Pattern Recognition is it Science or an Art?

We looked at the National Academy of Sciences body of work wherein it identified weaknesses in the way that forensic science in the United States is practiced.  One of the major areas that it focused on and ultimately took issue with concerned the body of forensic sciences loosely called pattern recognition.

The basic pseudo-scientific principles of pattern recognition based sciences is not unlike Sesame street in the video below.  I am being serious.

Like cookie monster we ask “Did you guess which thing is not like the other things?  Did you guess which thing with all of your might?”

In pattern recognition based forensic science disciplines, we take a known and compare it against an unknown that is typically at the scene to try to guess with all of our might.

The problem becomes fairly obvious fairly quickly.

  • First, we need to prove that these knowns that we are comparing the unknown against are obtained as near as possible to the real world conditions as possible that generated the unknown so that the comparison can even begin to be valid.  For example, shooting a projectile from a gun into a body will massively deform the bullet along its path if it hits bone or dense mass, but typically the known that is generated for comparison purposes against this unknown is in fact created by firing its bullet into a water tank which creates a near pristine object, not like the deformed one from the scene;
  • Second, we need a sufficient population density study to prove that the knowns and unknowns are uniquely contributed and traceable uniquely to the originating source to the exclusion of all others.  For example, we need to prove through meaningful scientific study that only this type of seed with these types of observable and quantifiable characteristics is in fact unique only to marijuana to the exclusion of all other botanical substances;
  • Third, can we use points of comparison/agreement at all?  If so, what definable, measurable and empirical points constitute these points of comparison/agreement?  Can we distinguish between class, subclass and individual points of comparison/agreement based upon meaningful population density studies?
  • Fourth, have the methods of analysis and the protocols been tested and validated to be declared suitable for its intended use?
  • Finally, can we identify the sources of uncertainty in our analysis and can we quantify them so as to be able to report the uncertainty of our results in a metrologically responsible way?

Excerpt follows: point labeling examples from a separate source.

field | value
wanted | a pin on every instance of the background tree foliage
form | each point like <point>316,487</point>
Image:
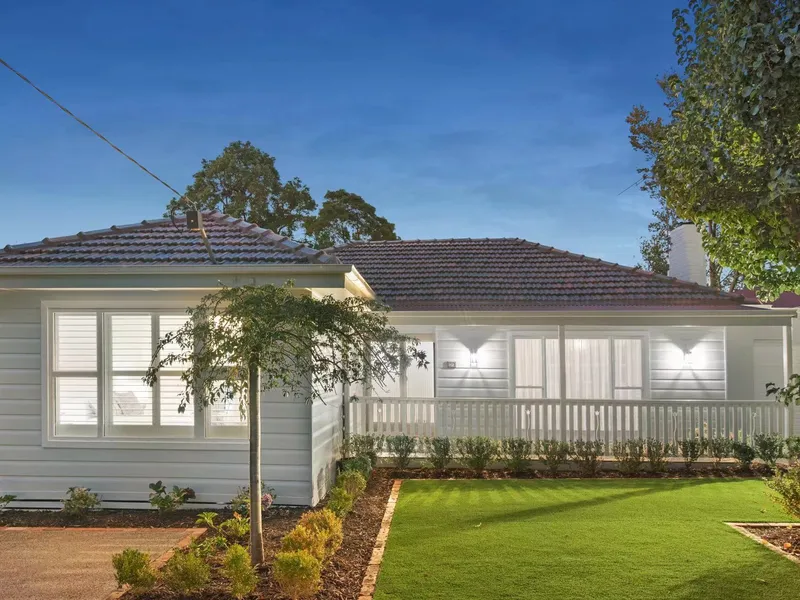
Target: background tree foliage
<point>244,183</point>
<point>241,340</point>
<point>726,157</point>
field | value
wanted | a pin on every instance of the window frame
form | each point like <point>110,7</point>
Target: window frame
<point>611,337</point>
<point>203,435</point>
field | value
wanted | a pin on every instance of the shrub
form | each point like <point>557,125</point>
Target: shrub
<point>439,452</point>
<point>340,502</point>
<point>476,452</point>
<point>744,454</point>
<point>691,449</point>
<point>240,503</point>
<point>630,456</point>
<point>792,452</point>
<point>80,501</point>
<point>588,456</point>
<point>657,452</point>
<point>166,501</point>
<point>303,538</point>
<point>352,482</point>
<point>327,525</point>
<point>239,572</point>
<point>186,572</point>
<point>236,528</point>
<point>718,448</point>
<point>132,567</point>
<point>297,573</point>
<point>401,447</point>
<point>787,486</point>
<point>361,464</point>
<point>769,447</point>
<point>516,453</point>
<point>368,445</point>
<point>553,453</point>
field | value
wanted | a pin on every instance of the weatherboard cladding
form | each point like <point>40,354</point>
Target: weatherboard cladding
<point>163,242</point>
<point>513,274</point>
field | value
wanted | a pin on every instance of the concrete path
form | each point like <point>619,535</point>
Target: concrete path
<point>71,564</point>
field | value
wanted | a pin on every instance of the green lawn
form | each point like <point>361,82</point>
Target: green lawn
<point>582,539</point>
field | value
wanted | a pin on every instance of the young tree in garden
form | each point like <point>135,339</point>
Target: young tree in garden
<point>727,154</point>
<point>244,183</point>
<point>346,217</point>
<point>242,340</point>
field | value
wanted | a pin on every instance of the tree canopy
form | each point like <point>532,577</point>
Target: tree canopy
<point>725,158</point>
<point>244,183</point>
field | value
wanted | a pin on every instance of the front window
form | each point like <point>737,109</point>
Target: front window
<point>96,366</point>
<point>597,368</point>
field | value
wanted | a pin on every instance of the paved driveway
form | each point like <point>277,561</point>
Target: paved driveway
<point>71,564</point>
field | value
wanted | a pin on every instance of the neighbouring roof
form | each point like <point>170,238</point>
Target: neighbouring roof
<point>514,274</point>
<point>162,242</point>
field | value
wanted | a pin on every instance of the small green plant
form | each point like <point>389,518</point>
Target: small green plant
<point>325,523</point>
<point>769,447</point>
<point>360,464</point>
<point>186,572</point>
<point>439,452</point>
<point>630,456</point>
<point>744,454</point>
<point>691,449</point>
<point>516,453</point>
<point>787,486</point>
<point>792,451</point>
<point>241,575</point>
<point>401,448</point>
<point>240,503</point>
<point>657,452</point>
<point>132,567</point>
<point>236,528</point>
<point>297,573</point>
<point>368,445</point>
<point>718,448</point>
<point>476,452</point>
<point>588,456</point>
<point>166,501</point>
<point>340,502</point>
<point>80,501</point>
<point>352,482</point>
<point>553,453</point>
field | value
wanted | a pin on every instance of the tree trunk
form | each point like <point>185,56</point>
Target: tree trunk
<point>254,415</point>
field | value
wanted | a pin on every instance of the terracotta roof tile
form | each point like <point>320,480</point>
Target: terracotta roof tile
<point>514,274</point>
<point>161,242</point>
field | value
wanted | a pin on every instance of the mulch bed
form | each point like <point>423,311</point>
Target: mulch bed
<point>779,537</point>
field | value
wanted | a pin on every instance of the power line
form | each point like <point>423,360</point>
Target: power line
<point>203,234</point>
<point>638,181</point>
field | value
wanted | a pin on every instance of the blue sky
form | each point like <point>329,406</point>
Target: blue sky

A lot of forensic science is caught up in pattern recognition.  It includes the following general disciplines (note the list is not comprehensive):

  1. Forensic Firearm Analysis
  2. Forensic Toolmark Analysis
  3. Forensic Odentology Analysis
  4. Impression evidence such as Forensic Fingerprint Analysis, Forensic footprint analysis and Forensic Tire Mark Analysis
  5. Forensic Hair Analysis
  6. Forensic Fiber Analysis
  7. Some forms of trace evidence analysis
  8. Forensic Questioned Document analysis

The National Academy of Sciences report states that these areas of science have potential to be great tools of science and truth.  Yet, right now, the way they are studied, practiced and presented in court is based upon unproven and fundamental systemic flaws in that it is in fact based upon,  There are too many fundamental assumptions, much like the ones listed above, that have not been scientifically proven to be true or valid.

In other words, the jury is still out.